O centroavante também não perde as esperanças quando o assunto é o Mundial no Brasil. Presente em uma convocação do técnico Óscar Tabárez pela última vez em novembro de 2012 e sem atuar pela Celeste desde 15 de agosto do mesmo ano, quando foi titular contra a França, Abreu acredita que sua boa sequência no Rosario Central o credencia para a Copa.

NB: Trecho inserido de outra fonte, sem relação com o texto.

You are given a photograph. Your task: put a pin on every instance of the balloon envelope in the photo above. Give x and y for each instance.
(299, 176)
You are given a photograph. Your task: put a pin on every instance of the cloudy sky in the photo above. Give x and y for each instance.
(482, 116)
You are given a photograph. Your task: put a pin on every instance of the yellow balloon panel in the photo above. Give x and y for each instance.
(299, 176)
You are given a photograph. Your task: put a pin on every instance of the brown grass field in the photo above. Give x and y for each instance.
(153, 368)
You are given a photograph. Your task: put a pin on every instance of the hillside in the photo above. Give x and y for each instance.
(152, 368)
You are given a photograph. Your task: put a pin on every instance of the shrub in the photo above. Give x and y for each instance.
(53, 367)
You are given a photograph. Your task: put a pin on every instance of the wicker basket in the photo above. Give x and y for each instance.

“O momento que vivo no futebol argentino nos dá mais moral, achando que essa possibilidade existe. Tenho que esperar o dia 10 de maio, a lista dos jogadores. Eu me sinto eficiente dentro do futebol da Argentina, sendo um jogador importante no clube em que estou. Do jeito que estou jogando, sei que estou no nível de jogador de seleção. Mas a decisão final como sempre é do treinador”, avaliou ele, que tem a concorrência de Edinson Cavani, Luis Suárez, Diego Forlán, Abel Hernández e Christian Stuani.

Questionado sobre o que esperar da seleção uruguaia – que é cabeça de chave do grupo D, formado por Itália, Inglaterra e Costa Rica – no Brasil, Abreu vê o time como ‘competitivo’. “O grupo tem outros grandes, acho que a responsabilidade é de todos. É importante ficar de olho na Costa Rica, que não tem a história dos outros três times, mas tem jogadores de alto nível na Europa. E a gente sofreu muito com a Costa Rica na repescagem para a Copa do Mundo na África.”

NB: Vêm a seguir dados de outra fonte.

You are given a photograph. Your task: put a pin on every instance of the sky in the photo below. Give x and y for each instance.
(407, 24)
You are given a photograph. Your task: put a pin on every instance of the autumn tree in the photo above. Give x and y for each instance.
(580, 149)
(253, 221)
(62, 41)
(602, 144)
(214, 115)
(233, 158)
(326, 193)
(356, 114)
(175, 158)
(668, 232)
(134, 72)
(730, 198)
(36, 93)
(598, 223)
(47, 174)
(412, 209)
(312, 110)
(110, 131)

Para o atacante, nem mesmo o Maracanazo se repetirá. Abreu acha que a equipe precisa procurar escrever uma nova história.

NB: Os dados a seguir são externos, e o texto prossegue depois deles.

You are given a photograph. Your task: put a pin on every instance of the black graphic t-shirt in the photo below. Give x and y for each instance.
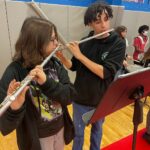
(49, 112)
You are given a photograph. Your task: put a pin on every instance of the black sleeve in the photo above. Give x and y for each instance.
(75, 64)
(10, 119)
(61, 91)
(114, 60)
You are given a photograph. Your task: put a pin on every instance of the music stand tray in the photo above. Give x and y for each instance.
(127, 89)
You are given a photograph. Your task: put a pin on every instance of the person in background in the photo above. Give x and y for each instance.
(39, 113)
(140, 43)
(96, 63)
(122, 32)
(146, 135)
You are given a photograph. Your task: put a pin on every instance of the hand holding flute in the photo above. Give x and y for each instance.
(37, 74)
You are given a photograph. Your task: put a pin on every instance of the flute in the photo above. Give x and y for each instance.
(10, 98)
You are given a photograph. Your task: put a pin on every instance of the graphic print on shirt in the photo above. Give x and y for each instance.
(49, 109)
(104, 55)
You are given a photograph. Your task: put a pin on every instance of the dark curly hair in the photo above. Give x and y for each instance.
(95, 10)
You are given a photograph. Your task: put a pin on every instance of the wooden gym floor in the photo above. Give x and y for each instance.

“Sinceramente… é bom para as pessoas, para os uruguaios, para jornalistas fazer a comparação. Temos orgulho do que os craques de 50 fizeram para nós. Ninguém vai apagar a história, que é impressionante. Mas não vai voltar a acontecer. Isso foi único e vai ficar na história para sempre. Ninguém poderá fazer o que os caras fizeram lá no Maracanã. O que a gente tem que fazer é uma própria história, uma história diferente agora em 2014.”